Monday, January 2, 2012

Risk averse: Aug. 31, 2008

This column is from a time when I had to pretend not to freak out -- when I had to encourage my kid to follow his passion even though I really wanted to lock him in the house with a good book. I think this is one of the toughest things about parenting, the need to let go and allow your children to explore the world despite the fact that every molecule in your body is shrieking at you to wrap them in a blanket and spoon-feed them oatmeal.    

Ultimately, though, my oldest son ended up preferring golf to whitewater kayaking. And I will not even pretend that I'm not thrilled by that.


Horses, kayaks, rivers, motorcycles, oh my!
  
    I was horse-crazy practically from birth. My parents signed me up for riding lessons by the time I was 6 years old, having concluded that I was never going to stop pestering them about horses.

    For years I spent my afternoons at a stable in Charlottesville, Va., mucking stalls, cleaning tack, learning how to post on the correct diagonal and get from a trot to a canter with a nudge of my heel.

    I learned to take horses over fences, out on trails, to haul their water buckets and brush them down. I talked to horses, read books about horses, drew pictures of horses, wrote stories about horses.
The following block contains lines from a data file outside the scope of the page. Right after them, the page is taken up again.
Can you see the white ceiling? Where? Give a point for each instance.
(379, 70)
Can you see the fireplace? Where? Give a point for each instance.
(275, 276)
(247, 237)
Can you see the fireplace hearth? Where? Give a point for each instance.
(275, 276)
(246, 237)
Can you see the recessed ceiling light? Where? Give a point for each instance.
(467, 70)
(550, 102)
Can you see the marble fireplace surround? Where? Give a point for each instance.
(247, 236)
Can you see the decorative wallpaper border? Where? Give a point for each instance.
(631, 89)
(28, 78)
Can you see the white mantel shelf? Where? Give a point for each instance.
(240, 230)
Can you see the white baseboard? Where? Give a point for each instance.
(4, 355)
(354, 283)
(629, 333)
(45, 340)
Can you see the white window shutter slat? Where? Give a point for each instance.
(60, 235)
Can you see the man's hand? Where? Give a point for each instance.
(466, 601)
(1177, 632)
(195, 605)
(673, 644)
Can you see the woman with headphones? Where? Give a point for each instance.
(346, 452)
    No one else in my family is even remotely interested in horses. My dad used to say that watching his daughter take those big, dumb, smelly animals over jumps during competitions made him think of that scene in “Gone With the Wind,” the one where Rhett and Scarlett’s little daughter is killed when she tumbles off her pony as it hops a fence.

    I always thought my dad was being an overly dramatic worrywart when he made that comparison. Honestly, it was just silly.

    And then, this summer, my 8-year-old discovered whitewater kayaking.

    Anyone with any sense would have seen this coming. I mean, I married a boater who spent years teaching kayaking and selling boats for a living. By the time I met him, my husband had decades of whitewater experience on several continents.

    But I just couldn’t imagine the tiny boy we brought home from Erlanger hospital in May of 2000 turning into a boater. The child didn’t walk until he was nearly 2 years old, and he drove us absolutely crazy with worry about his development — his unwillingness to eat, his sensitivity to loud noises, his fear of other children, of dogs, of the vacuum cleaner.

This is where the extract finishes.